Minister Chitando last week told delegates at the 2018 edition of the Mining Engineering and Transport exhibition (Mine Entra) in Bulawayo that with the mining sector primed for massive growth there was no reason Zimbabwe should continue importing certain items needed by mining firms.
This is in line with President Mnangagwa’s vision of growing Zimbabwe to middle-income status by 2030, with per capita income of $3 500. To that end, the mining sector is designated as one of the key anchors set to drive the short to medium growth through productivity and beneficiation in among others, gold, platinum, diamonds, coal and lithium.
The mines minister made the remarks after earlier indicating that there was an array of initiatives and planned investment projects across the entire mining sector, which had put the country’s mining sector on a firm path to sustainable growth prospects. These included expected further growth in gold output, which reached 28 tonnes in the eight months to September 2018 compared to 24,8 tonnes for the entire 2017, plans to build gold service centres across Zimbabwe — with one already running in Bubi — planned tailor-made support for small-scale miners, who delivered nearly half of gold in 2017; planned funding support to gold miners by Government through Fidelity Printers and Refiners.
As for gold, as for the nine months to September 2018, deliveries to Fidelity Printers and Refiners, were 28,2 tonnes; a 54 percent increase compared to 18,2 tonnes recorded in the same period last year.
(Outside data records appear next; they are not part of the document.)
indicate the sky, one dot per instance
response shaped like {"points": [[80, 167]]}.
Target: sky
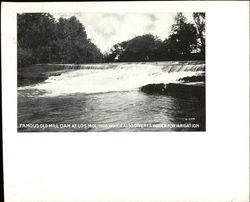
{"points": [[106, 29]]}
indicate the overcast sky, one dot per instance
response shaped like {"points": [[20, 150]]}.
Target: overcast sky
{"points": [[107, 29]]}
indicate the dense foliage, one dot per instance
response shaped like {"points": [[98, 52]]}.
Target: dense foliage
{"points": [[42, 39], [185, 42]]}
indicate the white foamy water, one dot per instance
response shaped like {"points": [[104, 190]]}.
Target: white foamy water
{"points": [[121, 77]]}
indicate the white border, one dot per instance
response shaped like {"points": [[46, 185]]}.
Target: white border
{"points": [[193, 166]]}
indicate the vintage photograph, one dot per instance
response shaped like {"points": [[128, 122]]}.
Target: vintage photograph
{"points": [[111, 72]]}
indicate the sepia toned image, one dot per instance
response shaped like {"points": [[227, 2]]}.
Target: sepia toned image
{"points": [[111, 72]]}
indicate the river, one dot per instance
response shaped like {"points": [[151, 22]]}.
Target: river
{"points": [[107, 97]]}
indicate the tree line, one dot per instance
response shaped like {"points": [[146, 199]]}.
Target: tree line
{"points": [[42, 39], [185, 42]]}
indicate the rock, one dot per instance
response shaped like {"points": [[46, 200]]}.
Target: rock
{"points": [[181, 90], [200, 78]]}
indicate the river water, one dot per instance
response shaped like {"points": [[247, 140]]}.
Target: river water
{"points": [[107, 97]]}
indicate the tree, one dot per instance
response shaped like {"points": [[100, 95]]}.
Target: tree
{"points": [[199, 19], [41, 39], [183, 37]]}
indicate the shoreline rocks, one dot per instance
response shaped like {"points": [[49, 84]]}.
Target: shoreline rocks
{"points": [[182, 90]]}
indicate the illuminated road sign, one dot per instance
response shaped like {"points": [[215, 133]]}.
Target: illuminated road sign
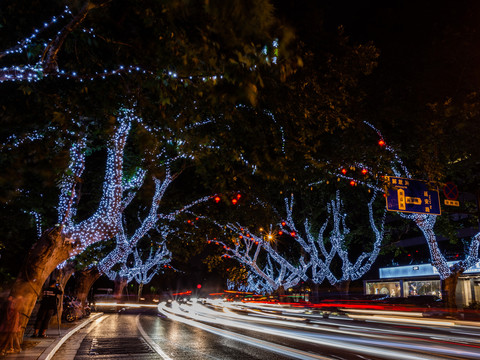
{"points": [[411, 196]]}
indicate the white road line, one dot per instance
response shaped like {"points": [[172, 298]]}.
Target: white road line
{"points": [[150, 342], [52, 349]]}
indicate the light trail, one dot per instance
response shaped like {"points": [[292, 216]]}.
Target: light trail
{"points": [[372, 343], [281, 349], [152, 343]]}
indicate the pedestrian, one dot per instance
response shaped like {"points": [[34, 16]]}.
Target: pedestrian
{"points": [[10, 325], [48, 308]]}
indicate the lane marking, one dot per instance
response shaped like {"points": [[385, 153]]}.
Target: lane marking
{"points": [[52, 349], [150, 342]]}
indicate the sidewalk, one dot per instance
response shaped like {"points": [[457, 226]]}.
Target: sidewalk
{"points": [[45, 348]]}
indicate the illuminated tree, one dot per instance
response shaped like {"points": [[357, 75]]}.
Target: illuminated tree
{"points": [[425, 222], [270, 270], [312, 259]]}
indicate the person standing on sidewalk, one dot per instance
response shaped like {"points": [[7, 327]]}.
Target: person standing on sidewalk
{"points": [[10, 326], [48, 308]]}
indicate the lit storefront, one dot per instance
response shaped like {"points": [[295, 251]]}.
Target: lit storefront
{"points": [[423, 279]]}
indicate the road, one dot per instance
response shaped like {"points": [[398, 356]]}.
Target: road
{"points": [[253, 331]]}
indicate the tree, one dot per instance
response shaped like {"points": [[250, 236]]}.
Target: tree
{"points": [[425, 222], [191, 53], [271, 268]]}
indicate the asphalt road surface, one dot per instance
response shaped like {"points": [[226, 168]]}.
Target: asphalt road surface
{"points": [[237, 331]]}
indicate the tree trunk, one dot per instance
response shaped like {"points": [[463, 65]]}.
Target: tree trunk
{"points": [[120, 283], [343, 287], [449, 287], [84, 279], [140, 289], [62, 275], [44, 256]]}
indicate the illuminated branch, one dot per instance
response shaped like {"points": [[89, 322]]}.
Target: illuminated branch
{"points": [[103, 224], [425, 222], [250, 250]]}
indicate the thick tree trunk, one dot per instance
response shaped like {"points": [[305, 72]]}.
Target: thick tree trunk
{"points": [[44, 256], [449, 287], [84, 279], [120, 283], [140, 289], [62, 275], [343, 287]]}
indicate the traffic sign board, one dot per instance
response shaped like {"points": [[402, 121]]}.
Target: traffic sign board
{"points": [[411, 196], [450, 191], [451, 202]]}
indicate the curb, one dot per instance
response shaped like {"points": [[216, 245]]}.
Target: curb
{"points": [[50, 351]]}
“With all this growth, this creates opportunities for downstream industry industries. We should not be importing conveyor belts anymore, we should be importing the chemicals; we should not be importing steel balls. We now want to see these industries established here.
“That is really the challenge we need to deal with; so it is absolutely important for the industrialists, those who are in here to work together,” Minister Chitando said, bemoaning a situation where suppliers did not take advantage of a platform in the Chamber of Mines of Zimbabwe to meet and understand what the industry needed.
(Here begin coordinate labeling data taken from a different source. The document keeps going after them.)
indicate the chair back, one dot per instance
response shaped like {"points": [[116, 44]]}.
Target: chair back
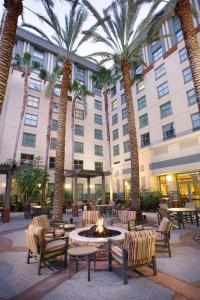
{"points": [[165, 226], [90, 216], [189, 205], [127, 215], [140, 246], [34, 237], [41, 221]]}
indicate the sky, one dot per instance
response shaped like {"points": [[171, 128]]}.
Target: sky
{"points": [[61, 8]]}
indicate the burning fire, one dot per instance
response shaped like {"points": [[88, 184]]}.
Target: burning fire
{"points": [[99, 225]]}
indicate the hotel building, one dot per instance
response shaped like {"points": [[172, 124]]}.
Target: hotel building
{"points": [[167, 119]]}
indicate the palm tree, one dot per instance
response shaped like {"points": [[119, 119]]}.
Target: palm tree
{"points": [[124, 40], [80, 92], [14, 9], [26, 65], [67, 38], [53, 82]]}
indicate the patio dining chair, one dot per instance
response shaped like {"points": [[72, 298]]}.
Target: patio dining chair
{"points": [[50, 229], [126, 219], [138, 249], [40, 248]]}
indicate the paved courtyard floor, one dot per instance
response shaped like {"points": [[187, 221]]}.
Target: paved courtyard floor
{"points": [[178, 277]]}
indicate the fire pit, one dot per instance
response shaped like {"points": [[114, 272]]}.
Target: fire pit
{"points": [[96, 234]]}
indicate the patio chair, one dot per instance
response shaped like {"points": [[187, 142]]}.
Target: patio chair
{"points": [[126, 219], [138, 249], [163, 235], [50, 229], [90, 217], [44, 250]]}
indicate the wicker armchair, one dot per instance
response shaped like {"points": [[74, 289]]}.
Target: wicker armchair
{"points": [[44, 250], [126, 219], [163, 235], [138, 249], [50, 229], [90, 217]]}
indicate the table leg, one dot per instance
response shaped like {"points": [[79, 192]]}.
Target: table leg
{"points": [[88, 268]]}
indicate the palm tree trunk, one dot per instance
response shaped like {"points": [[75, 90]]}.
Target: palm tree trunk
{"points": [[135, 185], [184, 13], [49, 127], [14, 10], [60, 150], [105, 93], [26, 75]]}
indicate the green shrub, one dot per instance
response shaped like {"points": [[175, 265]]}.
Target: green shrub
{"points": [[150, 200]]}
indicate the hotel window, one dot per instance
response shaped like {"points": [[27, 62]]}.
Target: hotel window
{"points": [[125, 129], [187, 74], [98, 150], [79, 130], [52, 162], [179, 36], [26, 158], [30, 120], [143, 120], [33, 101], [29, 139], [115, 150], [160, 71], [114, 119], [168, 131], [113, 91], [127, 146], [97, 104], [121, 84], [114, 104], [56, 107], [123, 99], [145, 139], [98, 119], [183, 54], [53, 144], [38, 56], [57, 91], [78, 164], [34, 84], [54, 125], [79, 114], [191, 97], [115, 134], [124, 113], [98, 166], [162, 89], [78, 147], [157, 54], [98, 134], [142, 102], [165, 110], [140, 86], [196, 121]]}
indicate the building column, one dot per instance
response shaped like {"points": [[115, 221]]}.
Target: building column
{"points": [[88, 188], [6, 209], [103, 189]]}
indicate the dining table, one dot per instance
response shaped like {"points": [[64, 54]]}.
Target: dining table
{"points": [[180, 214]]}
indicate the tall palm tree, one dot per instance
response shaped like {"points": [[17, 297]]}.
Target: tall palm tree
{"points": [[26, 65], [53, 79], [67, 38], [14, 9], [124, 38], [80, 92]]}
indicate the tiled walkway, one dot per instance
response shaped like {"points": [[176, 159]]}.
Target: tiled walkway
{"points": [[178, 277]]}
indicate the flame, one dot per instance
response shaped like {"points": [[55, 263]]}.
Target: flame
{"points": [[99, 224]]}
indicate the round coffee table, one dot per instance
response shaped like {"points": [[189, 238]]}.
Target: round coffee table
{"points": [[87, 253]]}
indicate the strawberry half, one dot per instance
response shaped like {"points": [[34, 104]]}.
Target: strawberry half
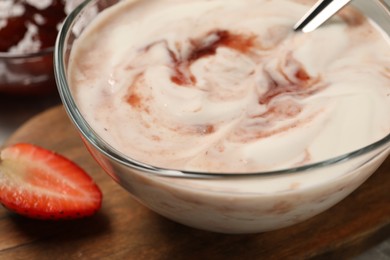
{"points": [[41, 184]]}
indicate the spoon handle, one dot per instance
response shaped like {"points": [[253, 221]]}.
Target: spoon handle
{"points": [[318, 14]]}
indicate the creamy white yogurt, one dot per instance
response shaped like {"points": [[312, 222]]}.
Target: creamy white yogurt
{"points": [[226, 86]]}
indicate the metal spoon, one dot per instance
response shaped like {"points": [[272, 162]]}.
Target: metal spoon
{"points": [[318, 14]]}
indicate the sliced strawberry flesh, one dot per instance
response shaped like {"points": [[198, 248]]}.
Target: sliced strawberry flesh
{"points": [[41, 184]]}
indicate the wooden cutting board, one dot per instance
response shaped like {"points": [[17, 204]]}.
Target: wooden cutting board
{"points": [[125, 229]]}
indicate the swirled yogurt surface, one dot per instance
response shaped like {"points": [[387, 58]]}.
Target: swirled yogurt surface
{"points": [[226, 86]]}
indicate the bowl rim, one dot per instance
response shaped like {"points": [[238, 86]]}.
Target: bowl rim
{"points": [[89, 135], [40, 53]]}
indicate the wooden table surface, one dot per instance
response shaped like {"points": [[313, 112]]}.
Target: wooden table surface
{"points": [[124, 229]]}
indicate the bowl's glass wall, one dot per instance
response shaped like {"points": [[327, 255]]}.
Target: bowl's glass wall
{"points": [[27, 74], [231, 204]]}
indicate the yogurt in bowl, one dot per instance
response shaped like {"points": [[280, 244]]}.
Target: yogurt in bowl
{"points": [[217, 115]]}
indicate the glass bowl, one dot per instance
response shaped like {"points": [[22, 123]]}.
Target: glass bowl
{"points": [[27, 74], [226, 203]]}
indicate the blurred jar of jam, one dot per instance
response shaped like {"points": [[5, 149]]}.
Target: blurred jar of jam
{"points": [[28, 30]]}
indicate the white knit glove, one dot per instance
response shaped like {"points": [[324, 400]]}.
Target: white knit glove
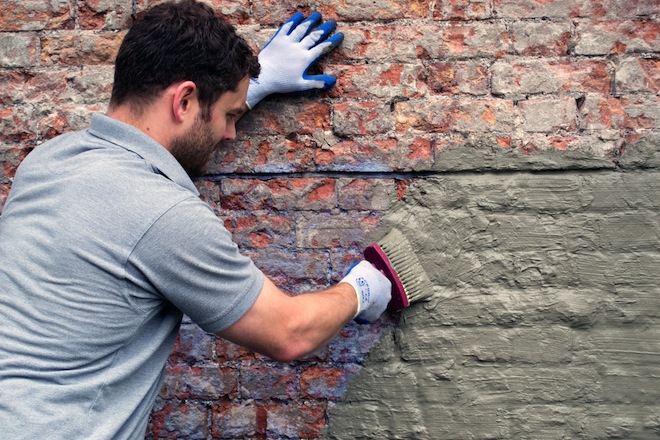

“So, I say to the industrialists in this room don’t be left behind. Things are moving, the growth I am talking about is happening; the 100 tonnes (gold), which we are targeting by 2023 is happening, we have companies who now have the ability to produce or process refractory gold, which will further help achieve the 100 tonnes target per annum.
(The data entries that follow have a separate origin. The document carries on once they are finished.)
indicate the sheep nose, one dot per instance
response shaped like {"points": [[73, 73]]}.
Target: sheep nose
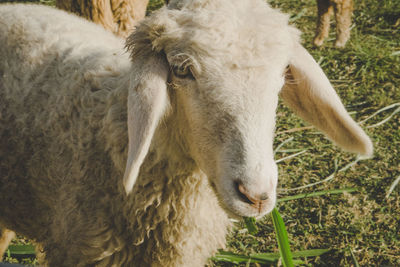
{"points": [[254, 200]]}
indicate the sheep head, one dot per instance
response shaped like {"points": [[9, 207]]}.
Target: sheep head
{"points": [[223, 63]]}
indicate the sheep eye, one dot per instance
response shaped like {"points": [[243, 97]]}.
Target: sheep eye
{"points": [[183, 72]]}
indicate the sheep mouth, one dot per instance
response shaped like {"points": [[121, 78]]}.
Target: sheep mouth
{"points": [[238, 205]]}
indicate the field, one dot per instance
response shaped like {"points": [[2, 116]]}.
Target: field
{"points": [[361, 226]]}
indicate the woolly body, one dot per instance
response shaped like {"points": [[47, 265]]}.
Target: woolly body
{"points": [[118, 16], [78, 118], [63, 158]]}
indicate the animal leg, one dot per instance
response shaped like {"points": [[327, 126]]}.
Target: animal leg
{"points": [[5, 238], [325, 11], [343, 12]]}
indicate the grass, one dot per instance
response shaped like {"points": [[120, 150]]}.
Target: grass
{"points": [[352, 217], [360, 227]]}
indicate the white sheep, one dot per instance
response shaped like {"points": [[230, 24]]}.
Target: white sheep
{"points": [[118, 16], [108, 159], [343, 10]]}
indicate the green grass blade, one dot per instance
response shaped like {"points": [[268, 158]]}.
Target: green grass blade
{"points": [[226, 256], [21, 250], [310, 252], [356, 264], [283, 241], [251, 226], [318, 193]]}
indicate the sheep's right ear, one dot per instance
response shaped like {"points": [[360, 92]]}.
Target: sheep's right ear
{"points": [[310, 94], [147, 102]]}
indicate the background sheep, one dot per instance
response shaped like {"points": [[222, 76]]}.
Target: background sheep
{"points": [[129, 163], [118, 16], [343, 10], [5, 238]]}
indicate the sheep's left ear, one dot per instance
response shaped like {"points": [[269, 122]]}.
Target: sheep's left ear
{"points": [[310, 94], [147, 102]]}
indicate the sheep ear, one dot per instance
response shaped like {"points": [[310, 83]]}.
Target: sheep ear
{"points": [[309, 93], [147, 102]]}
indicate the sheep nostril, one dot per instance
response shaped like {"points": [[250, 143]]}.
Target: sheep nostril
{"points": [[264, 196], [248, 198]]}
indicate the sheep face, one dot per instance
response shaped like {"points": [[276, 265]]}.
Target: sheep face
{"points": [[222, 74], [225, 76], [229, 117]]}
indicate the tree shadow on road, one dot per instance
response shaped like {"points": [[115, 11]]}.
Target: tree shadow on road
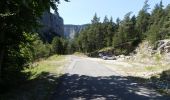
{"points": [[75, 87]]}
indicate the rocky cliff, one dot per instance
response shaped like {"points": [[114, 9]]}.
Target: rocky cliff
{"points": [[71, 30], [52, 25]]}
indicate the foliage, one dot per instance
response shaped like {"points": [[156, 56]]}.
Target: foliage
{"points": [[125, 34], [19, 19]]}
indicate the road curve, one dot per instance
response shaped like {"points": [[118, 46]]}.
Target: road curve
{"points": [[88, 80]]}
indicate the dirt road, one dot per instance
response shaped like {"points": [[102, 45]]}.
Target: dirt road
{"points": [[88, 80]]}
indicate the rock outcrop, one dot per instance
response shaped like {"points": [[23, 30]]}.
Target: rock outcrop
{"points": [[71, 30], [159, 53], [52, 25]]}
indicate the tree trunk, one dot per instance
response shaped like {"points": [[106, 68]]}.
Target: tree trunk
{"points": [[2, 51], [1, 61]]}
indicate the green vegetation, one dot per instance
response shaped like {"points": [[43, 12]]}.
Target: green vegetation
{"points": [[42, 81], [124, 35], [18, 40]]}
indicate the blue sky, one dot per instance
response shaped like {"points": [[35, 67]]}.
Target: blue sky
{"points": [[82, 11]]}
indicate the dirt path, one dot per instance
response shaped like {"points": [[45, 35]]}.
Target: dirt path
{"points": [[86, 79]]}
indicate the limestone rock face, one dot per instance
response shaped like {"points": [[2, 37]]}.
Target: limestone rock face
{"points": [[52, 25], [71, 30]]}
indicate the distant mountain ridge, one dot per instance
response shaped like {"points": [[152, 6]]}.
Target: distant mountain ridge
{"points": [[53, 25], [70, 30]]}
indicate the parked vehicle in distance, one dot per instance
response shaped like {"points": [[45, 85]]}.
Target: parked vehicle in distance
{"points": [[106, 56]]}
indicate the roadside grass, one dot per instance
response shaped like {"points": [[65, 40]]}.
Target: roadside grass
{"points": [[43, 80], [157, 76]]}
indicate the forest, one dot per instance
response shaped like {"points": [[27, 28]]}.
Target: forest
{"points": [[21, 45], [124, 35]]}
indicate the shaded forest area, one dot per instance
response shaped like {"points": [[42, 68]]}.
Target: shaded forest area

Significant demand for manufactured products and mining inputs is also anticipated to come
from lithium mining and processing industry, where the country is developing at least three promising projects. One, Bikita Minerals, is already in production.
In another lithium project, Australian firm Prospect Resources has successfully established a lithium carbonate plant, whose product can go straight into production of electric vehicles. Minister Chitando said the project will come along with a lot of linkages to the lithium-ion batteries industry.